In Linux, for shared libraries, I usually see .so, .so.1 and .so.1.0 files of one library. For example, library test should be presented by libtest.so libtest.so.1 libtest.so.1.0 files. As my understand, .so.1.0 contains real data; .so is linked to .so.1.0 and is used in linking. But I don't understand the purpose of .so.1 file. Could someone clarify the use of .so.1 file? Thanks.
Let's say we are talking about libtest
. If you look around, you'll see libtest.so
, which is a link to libtest.so.1
, which in turn links to libtest.so.1.5
.
An executable using libtest
will link against libtest.so
which is libtest.so.1
in this case (this is written into the executable, see ldd(1)
). If your distribution changes libtest
to fix bugs, the new version might give libtest.so.1.6
(and after update libtest.so.1
links to it, running programs will still use libtest.so.1.5
until they exit).
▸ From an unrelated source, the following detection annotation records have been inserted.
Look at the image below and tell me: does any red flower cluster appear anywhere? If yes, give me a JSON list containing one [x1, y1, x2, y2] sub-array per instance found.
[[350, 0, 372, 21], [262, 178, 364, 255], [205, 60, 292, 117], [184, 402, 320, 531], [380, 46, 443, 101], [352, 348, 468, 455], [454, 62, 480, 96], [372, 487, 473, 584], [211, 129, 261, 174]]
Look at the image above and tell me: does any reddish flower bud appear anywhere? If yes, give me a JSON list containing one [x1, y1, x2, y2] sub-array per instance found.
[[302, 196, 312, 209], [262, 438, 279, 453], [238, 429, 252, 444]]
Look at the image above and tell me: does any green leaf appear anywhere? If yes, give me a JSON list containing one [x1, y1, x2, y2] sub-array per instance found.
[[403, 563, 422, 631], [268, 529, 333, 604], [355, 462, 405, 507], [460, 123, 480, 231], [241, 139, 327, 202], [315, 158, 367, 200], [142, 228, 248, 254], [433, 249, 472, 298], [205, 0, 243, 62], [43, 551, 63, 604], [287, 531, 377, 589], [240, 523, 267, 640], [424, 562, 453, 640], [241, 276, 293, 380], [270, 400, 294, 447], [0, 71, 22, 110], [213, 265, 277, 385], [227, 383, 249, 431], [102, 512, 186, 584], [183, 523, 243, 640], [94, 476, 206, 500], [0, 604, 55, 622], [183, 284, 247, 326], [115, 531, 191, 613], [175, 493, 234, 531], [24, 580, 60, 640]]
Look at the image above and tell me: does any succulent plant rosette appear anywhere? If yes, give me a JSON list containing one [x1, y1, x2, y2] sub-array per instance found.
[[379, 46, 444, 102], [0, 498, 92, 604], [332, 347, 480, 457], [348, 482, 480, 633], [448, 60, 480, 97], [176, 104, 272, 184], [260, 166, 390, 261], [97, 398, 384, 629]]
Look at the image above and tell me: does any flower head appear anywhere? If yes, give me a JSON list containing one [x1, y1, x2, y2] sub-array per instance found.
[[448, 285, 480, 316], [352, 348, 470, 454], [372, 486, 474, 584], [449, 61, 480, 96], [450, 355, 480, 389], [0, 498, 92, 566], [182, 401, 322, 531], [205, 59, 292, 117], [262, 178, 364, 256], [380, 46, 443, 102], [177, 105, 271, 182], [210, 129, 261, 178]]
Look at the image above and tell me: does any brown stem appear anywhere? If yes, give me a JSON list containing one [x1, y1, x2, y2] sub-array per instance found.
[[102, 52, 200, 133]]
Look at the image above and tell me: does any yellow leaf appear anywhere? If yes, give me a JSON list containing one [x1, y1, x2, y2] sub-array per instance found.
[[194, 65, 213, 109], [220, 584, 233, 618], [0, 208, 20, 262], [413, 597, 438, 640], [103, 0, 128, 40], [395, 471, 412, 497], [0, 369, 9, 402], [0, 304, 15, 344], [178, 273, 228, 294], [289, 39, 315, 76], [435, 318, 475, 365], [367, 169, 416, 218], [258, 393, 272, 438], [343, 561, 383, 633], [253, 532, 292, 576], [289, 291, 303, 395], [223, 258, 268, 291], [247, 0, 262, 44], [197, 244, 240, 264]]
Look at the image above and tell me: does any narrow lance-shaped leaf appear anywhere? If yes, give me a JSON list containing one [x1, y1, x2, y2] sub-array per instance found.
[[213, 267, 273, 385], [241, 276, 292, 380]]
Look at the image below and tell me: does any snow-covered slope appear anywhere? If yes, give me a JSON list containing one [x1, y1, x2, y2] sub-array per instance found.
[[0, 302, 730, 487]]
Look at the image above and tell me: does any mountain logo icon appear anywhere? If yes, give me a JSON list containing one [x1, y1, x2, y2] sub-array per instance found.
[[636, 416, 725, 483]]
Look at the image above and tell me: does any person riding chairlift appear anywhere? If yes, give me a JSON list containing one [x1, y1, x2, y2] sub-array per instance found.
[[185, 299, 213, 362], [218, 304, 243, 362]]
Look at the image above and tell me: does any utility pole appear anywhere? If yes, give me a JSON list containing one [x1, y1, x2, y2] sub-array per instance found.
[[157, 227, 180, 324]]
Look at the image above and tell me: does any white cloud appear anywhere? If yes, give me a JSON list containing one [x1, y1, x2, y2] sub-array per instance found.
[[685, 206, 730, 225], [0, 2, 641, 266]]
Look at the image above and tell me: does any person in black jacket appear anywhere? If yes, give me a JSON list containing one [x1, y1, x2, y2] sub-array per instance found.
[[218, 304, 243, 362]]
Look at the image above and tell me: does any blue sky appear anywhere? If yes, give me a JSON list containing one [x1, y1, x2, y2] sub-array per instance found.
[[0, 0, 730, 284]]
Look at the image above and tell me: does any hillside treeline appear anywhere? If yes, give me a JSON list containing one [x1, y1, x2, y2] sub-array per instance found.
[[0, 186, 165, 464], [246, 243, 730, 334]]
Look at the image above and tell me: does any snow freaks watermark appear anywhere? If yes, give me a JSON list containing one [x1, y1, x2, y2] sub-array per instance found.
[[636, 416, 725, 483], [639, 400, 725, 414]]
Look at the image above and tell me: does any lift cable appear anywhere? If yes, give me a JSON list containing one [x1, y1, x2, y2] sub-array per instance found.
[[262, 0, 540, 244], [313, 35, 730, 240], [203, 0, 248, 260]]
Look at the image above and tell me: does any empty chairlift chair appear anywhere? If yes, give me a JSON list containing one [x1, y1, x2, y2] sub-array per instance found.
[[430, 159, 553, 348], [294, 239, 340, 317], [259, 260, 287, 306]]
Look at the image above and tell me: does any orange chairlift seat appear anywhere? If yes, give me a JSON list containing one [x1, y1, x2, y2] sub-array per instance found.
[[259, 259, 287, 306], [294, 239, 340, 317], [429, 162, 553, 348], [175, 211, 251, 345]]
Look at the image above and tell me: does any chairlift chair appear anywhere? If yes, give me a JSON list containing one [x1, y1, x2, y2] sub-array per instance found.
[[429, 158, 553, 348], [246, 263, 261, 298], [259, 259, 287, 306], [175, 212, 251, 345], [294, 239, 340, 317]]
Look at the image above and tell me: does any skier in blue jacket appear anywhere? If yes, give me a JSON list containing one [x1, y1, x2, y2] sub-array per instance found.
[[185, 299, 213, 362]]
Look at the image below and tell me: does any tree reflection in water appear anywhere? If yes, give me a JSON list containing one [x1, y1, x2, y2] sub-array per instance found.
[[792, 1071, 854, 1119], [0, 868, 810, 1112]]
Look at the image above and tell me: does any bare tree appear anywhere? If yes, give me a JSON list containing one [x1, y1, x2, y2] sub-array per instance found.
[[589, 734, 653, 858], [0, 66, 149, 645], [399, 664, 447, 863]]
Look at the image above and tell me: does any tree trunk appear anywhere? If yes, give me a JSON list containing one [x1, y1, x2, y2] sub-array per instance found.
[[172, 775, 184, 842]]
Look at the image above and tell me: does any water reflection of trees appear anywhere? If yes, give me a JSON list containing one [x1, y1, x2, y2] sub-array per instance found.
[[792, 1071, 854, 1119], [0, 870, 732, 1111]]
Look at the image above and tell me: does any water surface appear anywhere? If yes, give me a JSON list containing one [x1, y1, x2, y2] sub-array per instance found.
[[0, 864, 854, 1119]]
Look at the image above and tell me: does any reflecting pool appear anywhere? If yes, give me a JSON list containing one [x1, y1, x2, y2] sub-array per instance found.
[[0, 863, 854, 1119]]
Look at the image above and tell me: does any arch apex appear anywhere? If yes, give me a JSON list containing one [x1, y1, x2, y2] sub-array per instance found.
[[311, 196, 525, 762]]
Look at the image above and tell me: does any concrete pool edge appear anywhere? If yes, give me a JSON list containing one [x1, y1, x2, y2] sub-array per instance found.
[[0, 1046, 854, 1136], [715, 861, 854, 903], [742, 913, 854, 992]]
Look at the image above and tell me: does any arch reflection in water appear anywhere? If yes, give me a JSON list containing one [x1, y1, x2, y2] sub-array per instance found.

As long as no ABI changes are made, everything works fine. And the fact that there are no API changes is signalled by the unchanged 1 version number.
Let's say the busy libtest
beavers come up with a new, all shiny, rewritten from scratch library, with changed ABI. As the ABI changed, they change the major version number to 2. You install that one, and now you have the chain libtest.so --> libtest.so.2 --> libtest.so.2.1
. Note you have now both versions 1 and 2 installed. Your earlier programs still work fine, using libtest.so.1
, but if you compile a new program the compiler (linker, really) will pick up libtest.so
and thus point the executable at the new libtest.so.2.1
(unless specifically asked to use the old version, that is).
Note that the so version numbers don't need to have any relationship to the source code version numbers; the major number is ABI version, the minor number is optional and can be used to track revisions. So here (Fedora 20) I'm using systemd-libs-208-15.fc20.x86_64
, which provides libsystemd-daemon.so.0.0.10
.
These are different versions of the same library.
Normally, you want the most recent stable version of the library, so you link to x.so, which is linked to that most recent version. When a new version becomes available, say x.so.2, you can make your whole system use it, by linking x.so to x.so.2
Sometimes you want to link to an old version - for example if your program relies on a quirk that's been fixed, or the latest version has introduced a bug. Sometimes you want to link to a new experimental version - for example if you're testing it, or if it fixes a bug in the current version. In that case you would link directly to the numbered version - hopefully as a temporary measure.